= Rebeca Anchondo Fernández =

Mexican politician (1926–2012)

Rebeca Anchondo Fernández (29 January 1926 – 9 January 2012) was a Mexican politician who was affiliated with the Institutional Revolutionary Party (PRI). She served two terms as a federal deputy and was distinguished for promoting women's political rights in Mexico during the 1950s.

==Biography==
Anchondo Fernández was born in Hacienda Corralitos, a small town in the municipality of Nuevo Casas Grandes, Chihuahua. She studied commerce in the city of Nuevo Casas Grandes, where she was notable for her activism in favor of granting women the right to vote. As such, she served as secretary of the municipal committee of the PRI from 1951 to 1958, was elected as the first councilor of the municipality of Nuevo Casas Grandes from 1956 to 1959, served as secretary of the municipality from 1962 to 1971 and as deputy mayor from 1971 to 1974.

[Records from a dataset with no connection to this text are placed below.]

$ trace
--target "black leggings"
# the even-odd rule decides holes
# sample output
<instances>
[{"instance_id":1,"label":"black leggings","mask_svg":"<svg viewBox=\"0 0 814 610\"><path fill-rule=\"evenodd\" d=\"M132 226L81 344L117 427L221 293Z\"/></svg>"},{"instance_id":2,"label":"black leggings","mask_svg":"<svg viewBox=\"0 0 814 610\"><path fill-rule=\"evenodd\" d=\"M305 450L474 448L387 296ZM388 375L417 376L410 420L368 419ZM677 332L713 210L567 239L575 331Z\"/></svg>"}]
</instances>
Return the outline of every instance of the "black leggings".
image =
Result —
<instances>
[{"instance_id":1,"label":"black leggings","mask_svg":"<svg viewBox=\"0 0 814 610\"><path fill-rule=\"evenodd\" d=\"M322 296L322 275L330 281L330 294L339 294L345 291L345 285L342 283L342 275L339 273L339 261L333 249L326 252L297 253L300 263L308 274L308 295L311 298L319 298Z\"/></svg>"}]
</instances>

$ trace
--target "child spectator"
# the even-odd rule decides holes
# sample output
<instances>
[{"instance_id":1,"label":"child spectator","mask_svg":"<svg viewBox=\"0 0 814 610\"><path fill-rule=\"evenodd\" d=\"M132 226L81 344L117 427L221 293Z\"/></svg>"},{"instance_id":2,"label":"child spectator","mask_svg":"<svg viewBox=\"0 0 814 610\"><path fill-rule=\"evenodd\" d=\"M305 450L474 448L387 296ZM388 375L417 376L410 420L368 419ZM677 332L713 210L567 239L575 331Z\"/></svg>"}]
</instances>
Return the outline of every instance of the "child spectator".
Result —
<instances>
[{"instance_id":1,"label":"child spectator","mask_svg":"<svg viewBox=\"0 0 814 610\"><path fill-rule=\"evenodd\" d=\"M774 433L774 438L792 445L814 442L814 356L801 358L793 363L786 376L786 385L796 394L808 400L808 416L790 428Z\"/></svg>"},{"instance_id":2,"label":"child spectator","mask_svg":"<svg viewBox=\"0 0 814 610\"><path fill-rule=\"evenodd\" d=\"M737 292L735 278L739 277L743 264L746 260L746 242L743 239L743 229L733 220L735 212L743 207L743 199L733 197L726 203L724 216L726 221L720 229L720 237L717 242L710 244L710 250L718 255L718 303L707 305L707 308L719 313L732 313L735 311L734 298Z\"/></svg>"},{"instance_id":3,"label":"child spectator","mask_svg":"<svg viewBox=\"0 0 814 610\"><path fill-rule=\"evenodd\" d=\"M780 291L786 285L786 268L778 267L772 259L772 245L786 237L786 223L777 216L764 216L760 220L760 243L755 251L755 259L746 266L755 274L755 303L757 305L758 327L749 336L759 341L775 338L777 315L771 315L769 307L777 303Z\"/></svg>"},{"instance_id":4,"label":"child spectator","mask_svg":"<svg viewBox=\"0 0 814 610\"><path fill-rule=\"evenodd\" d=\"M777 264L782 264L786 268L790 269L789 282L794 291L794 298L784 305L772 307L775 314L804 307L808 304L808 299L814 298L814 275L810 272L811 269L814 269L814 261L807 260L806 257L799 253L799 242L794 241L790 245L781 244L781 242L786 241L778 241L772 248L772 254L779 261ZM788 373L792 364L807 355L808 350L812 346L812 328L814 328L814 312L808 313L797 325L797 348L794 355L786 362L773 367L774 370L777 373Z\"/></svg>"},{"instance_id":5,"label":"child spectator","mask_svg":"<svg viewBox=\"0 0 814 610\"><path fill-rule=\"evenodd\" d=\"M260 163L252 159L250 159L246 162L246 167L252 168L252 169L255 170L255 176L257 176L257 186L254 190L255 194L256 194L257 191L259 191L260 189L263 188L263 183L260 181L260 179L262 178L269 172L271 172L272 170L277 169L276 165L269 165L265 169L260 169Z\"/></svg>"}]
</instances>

In 1974, she was elected to the Congress of Chihuahua, where she served until 1977. During this period, she was the first female president of the State Congress. In 1979, she was elected for the first time to the Chamber of Deputies for Chihuahua's 9th district to the 51st Congress, which concluded in 1982. She was elected for the second time as a federal deputy for the same electoral district to the 54th Congress from 1988 to 1991.

She died on 9 January 2012 in the city of Chihuahua.